Teachers are learners: Mrs. Y.G. Parthasarathy

On Teachers’ Day, the 89-year-old, well-known educationist, Mrs. YGP tells Srinivasa Ramanujam that giving freedom to students leads to innovative thinking

September 04, 2015 04:06 pm | Updated March 28, 2016 03:25 pm IST - chennai:

Mrs. YGP, who is set to turn 90 this year, is still sprightly and tuned in to the education needs of the time. Photo: B. Jothi Ramalingam

Mrs. YGP, who is set to turn 90 this year, is still sprightly and tuned in to the education needs of the time. Photo: B. Jothi Ramalingam

Rajalakshmi Parthasarathy, popularly known as Mrs. YGP, has always been a rebel. When, as a youngster, she came face-to-face with Mahatma Gandhi, she cross-questioned him. “I was introduced to him and he sarcastically asked me, ‘Do you know Hindi?’ and so I asked him back, ‘Do you know Tamil?’”Everybody was shocked. The Mahatma wasn’t. “He just laughed it off,” she recalls, “He didn’t get offended that I had defied him.”

It was this same rebellious streak that made her start a school — Padma Seshadri Bala Bhavan, in Nungambakkam. “We were imitating the Anglo-Indian system of education blindly,” she says. “We were forbidden from asking ‘Why not?’ Also, from following the system of study from the British period, we had lost all respect for our culture. We spoke indifferently and very low about it. I was determined to do something about it.”

It was this determination that led her on to become one of the city’s leading educationists. A good teacher, she feels, is one who gives students a chance to come up with original ideas. “If you give them freedom, they are able to be very imaginative. Take history, for example, which is considered boring because of the way it is taught. What if a student was told to think about the day in the life of a soldier; if he was convinced about the cause of war. That would lead to a lot of healthy exchange of ideas. Teachers are, ultimately, learners.”
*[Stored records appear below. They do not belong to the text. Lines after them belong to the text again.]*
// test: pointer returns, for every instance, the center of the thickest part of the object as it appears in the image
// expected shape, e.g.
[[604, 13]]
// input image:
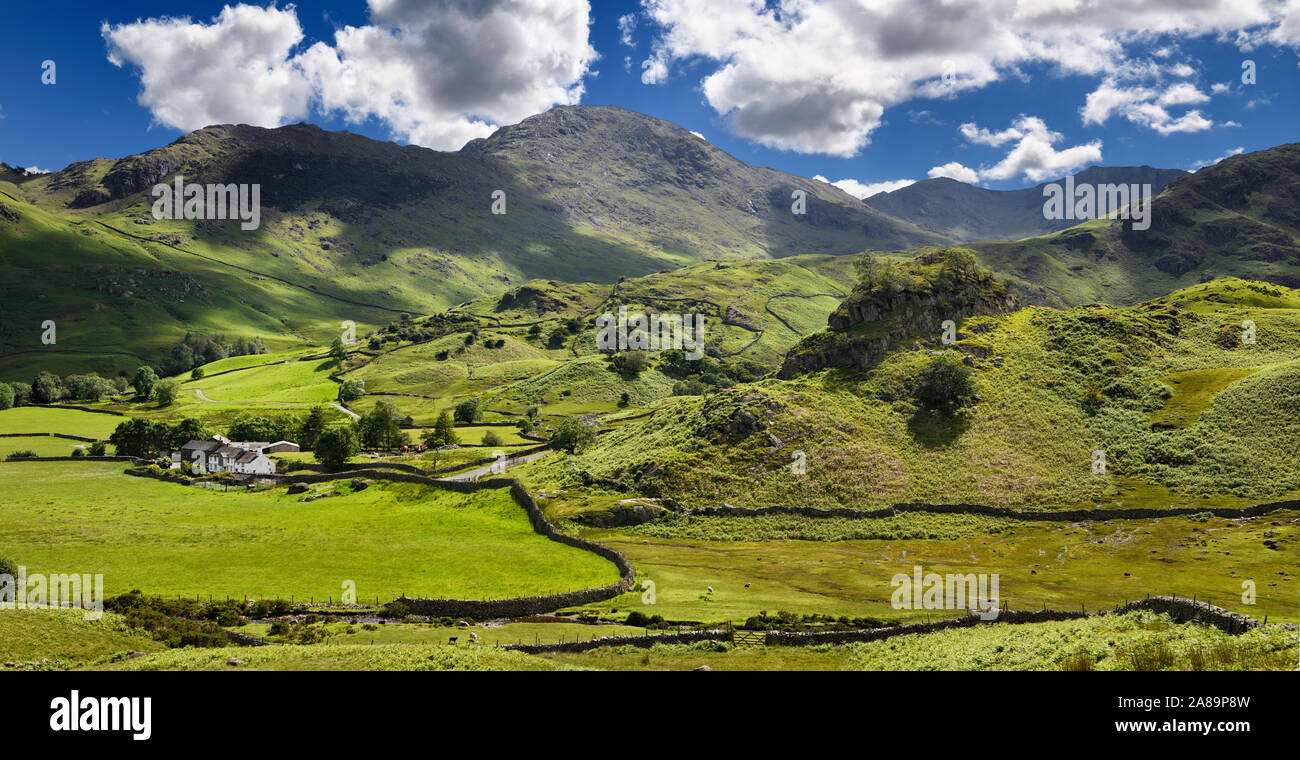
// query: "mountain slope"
[[967, 213], [1239, 217], [367, 229]]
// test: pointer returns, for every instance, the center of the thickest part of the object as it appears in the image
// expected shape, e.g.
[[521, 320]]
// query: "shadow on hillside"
[[936, 429]]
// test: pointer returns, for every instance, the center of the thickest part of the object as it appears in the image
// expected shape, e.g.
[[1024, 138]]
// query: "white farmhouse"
[[219, 455]]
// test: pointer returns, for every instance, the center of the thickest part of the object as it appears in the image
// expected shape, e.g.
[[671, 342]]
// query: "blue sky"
[[870, 92]]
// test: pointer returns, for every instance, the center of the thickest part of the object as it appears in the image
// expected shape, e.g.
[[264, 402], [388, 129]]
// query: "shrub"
[[572, 435], [945, 383], [351, 390]]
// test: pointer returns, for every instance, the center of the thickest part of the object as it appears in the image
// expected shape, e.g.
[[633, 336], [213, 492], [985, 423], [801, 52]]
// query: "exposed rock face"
[[875, 318], [627, 512]]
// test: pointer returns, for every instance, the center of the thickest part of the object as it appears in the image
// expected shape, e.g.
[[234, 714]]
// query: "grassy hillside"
[[390, 538], [1235, 218], [1052, 389], [356, 229]]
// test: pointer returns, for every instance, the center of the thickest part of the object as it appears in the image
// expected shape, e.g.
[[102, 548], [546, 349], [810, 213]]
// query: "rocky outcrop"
[[906, 303]]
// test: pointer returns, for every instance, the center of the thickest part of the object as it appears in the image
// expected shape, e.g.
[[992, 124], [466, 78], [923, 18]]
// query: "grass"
[[1138, 641], [337, 658], [53, 420], [1058, 565], [391, 538], [1053, 387], [42, 444], [420, 633], [65, 635]]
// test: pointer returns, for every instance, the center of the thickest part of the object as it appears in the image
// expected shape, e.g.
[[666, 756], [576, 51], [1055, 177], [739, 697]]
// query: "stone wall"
[[1056, 515], [1179, 609]]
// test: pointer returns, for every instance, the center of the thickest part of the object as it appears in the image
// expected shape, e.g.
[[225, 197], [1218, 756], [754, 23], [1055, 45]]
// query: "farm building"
[[220, 455]]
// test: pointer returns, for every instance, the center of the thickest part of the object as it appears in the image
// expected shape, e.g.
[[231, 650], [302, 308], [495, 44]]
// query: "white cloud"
[[817, 76], [861, 190], [235, 69], [1236, 151], [1034, 155], [954, 170], [627, 27], [437, 72], [1147, 105]]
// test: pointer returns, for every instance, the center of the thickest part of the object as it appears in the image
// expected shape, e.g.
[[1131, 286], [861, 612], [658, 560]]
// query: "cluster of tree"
[[151, 438], [48, 387], [700, 376], [408, 330], [303, 430], [443, 433], [196, 348]]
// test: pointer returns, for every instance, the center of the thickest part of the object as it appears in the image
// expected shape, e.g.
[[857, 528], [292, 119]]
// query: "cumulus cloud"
[[437, 72], [954, 170], [627, 27], [1236, 151], [1148, 105], [815, 76], [861, 190], [237, 69], [1034, 155]]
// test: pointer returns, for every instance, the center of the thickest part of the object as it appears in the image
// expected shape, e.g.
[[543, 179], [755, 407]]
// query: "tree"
[[144, 381], [86, 387], [336, 446], [255, 428], [443, 433], [351, 390], [21, 394], [944, 385], [631, 361], [141, 438], [380, 429], [185, 431], [572, 435], [338, 350], [46, 389], [165, 391], [311, 428], [468, 411]]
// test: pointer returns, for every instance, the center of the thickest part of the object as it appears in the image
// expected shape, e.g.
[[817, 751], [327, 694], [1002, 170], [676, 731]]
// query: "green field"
[[338, 658], [1060, 565], [389, 539], [53, 420], [65, 635]]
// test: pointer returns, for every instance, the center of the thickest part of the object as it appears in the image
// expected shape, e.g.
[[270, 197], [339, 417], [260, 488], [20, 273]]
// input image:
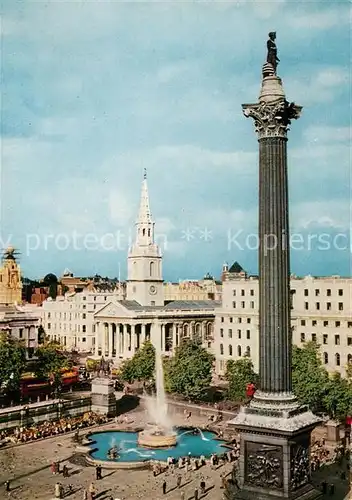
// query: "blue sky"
[[93, 92]]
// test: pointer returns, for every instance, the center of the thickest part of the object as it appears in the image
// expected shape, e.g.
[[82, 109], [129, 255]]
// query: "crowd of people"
[[48, 429]]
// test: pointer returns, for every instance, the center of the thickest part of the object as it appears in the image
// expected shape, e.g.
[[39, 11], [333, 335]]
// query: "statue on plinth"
[[272, 51]]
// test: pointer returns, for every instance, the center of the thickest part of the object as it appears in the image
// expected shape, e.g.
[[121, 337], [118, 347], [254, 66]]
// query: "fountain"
[[160, 433]]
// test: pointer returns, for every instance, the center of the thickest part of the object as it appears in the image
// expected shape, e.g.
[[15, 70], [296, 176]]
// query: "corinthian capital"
[[272, 119]]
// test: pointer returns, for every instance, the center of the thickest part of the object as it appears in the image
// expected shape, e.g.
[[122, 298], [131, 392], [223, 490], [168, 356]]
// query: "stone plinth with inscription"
[[103, 397], [274, 429]]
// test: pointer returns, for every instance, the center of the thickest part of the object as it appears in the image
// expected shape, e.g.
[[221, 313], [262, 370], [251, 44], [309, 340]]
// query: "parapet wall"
[[25, 416]]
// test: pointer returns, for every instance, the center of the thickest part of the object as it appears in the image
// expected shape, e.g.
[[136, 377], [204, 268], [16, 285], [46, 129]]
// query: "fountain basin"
[[150, 439], [132, 455]]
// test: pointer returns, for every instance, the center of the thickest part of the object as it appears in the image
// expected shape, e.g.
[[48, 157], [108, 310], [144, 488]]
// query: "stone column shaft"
[[274, 297]]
Mrs. YGP, who is set to turn 90 this year, is still sprightly and tuned in to the education needs of the time. The system should be improved in a way to make it more employment-friendly, she feels. “It should be application-oriented and not knowledge-oriented,” she says. “Fearing exams, children sometimes reproduce chunks of knowledge, without understanding how it can be applicable to everyday life. I remember a time when we were teaching geometry in a class and a boy questioned the teacher about the method of solving a problem. The whole class was shocked, but he went ahead to propose a whole new way to complete the same problem. That was original, and the teachers enjoyed it. That’s real joy for any teacher.”

Her latest methodology in teaching, something she’s quite kicked about, is to give students broad areas to study and make them set questions from them. “Once that’s done, they exchange it and answer them. Setting the paper and the nature of questions, something that gives the child a sense of pride, holds 50 per cent weightage. The rest is for answering them.”
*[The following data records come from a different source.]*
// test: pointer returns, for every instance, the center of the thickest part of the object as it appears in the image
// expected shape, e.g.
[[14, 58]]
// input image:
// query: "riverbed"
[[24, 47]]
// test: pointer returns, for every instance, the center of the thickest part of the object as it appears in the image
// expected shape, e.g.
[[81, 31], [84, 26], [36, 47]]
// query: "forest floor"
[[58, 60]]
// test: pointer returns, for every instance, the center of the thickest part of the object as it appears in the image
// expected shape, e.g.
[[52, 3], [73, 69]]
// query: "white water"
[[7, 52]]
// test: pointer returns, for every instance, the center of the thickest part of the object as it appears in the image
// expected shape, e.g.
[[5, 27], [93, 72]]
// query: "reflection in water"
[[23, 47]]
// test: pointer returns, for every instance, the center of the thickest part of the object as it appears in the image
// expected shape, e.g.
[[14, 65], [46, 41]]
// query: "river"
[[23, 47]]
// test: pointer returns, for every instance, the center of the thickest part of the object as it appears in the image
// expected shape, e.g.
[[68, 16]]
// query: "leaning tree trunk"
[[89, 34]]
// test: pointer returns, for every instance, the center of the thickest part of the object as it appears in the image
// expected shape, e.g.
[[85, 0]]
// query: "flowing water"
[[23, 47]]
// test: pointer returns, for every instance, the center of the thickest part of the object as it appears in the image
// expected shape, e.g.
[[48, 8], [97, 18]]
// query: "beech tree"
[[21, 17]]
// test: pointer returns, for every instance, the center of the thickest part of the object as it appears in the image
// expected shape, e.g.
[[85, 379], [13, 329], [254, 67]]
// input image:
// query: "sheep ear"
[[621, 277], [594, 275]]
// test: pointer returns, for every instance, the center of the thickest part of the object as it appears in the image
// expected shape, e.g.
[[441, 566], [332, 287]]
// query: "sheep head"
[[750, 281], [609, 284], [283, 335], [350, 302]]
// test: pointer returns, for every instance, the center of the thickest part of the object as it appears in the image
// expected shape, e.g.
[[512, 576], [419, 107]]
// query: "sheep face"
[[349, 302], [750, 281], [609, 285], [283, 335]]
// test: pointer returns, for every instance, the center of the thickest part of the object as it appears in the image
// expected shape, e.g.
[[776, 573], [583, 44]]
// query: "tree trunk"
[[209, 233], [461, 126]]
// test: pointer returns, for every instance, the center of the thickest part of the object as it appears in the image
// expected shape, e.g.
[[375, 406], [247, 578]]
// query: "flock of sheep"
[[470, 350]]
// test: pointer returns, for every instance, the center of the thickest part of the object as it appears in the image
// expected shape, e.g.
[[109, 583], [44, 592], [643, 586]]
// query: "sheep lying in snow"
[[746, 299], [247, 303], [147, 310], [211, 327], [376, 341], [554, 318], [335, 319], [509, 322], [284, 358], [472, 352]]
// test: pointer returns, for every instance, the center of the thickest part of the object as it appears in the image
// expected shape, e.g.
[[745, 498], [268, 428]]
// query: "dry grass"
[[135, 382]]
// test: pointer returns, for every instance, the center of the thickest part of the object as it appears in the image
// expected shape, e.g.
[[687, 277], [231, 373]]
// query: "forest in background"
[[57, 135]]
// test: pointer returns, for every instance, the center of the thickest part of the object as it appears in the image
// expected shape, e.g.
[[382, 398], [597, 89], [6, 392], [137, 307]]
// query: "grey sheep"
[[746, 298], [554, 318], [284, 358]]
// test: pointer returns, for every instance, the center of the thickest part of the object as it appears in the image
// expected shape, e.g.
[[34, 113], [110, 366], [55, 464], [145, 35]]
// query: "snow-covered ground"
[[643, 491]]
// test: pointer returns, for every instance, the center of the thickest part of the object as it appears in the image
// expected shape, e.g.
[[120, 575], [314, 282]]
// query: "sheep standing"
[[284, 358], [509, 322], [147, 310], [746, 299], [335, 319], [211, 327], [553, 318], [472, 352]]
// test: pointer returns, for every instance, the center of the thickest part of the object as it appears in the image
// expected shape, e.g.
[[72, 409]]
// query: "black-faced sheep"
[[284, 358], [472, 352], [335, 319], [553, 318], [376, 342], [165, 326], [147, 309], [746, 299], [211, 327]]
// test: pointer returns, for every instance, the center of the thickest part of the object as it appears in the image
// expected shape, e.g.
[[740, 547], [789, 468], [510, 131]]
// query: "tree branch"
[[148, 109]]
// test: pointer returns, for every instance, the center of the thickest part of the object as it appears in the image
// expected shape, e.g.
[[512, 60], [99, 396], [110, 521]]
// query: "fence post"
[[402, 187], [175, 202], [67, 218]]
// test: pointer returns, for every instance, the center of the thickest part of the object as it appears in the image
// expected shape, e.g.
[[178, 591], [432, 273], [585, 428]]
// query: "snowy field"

Mrs. YGP is also often credited with having introduced women into the teaching profession in the city’s education system. “I once asked a student, ‘Why don’t you rebel against women teachers?’ and he said, ‘We feel sorry for you. You have improved your family life and are trying to come to school to improve ours.’ The kind of camaraderie between a teacher and student is very important; it should slowly build a foundation.”

It’s to improve this very camaraderie and reflect the Indian spirit that her students say, ‘Shri Gurubyo Namaha’, instead of the routine ‘good morning’ greeting. “Mornings and afternoons will be good, provided you make them so, right?”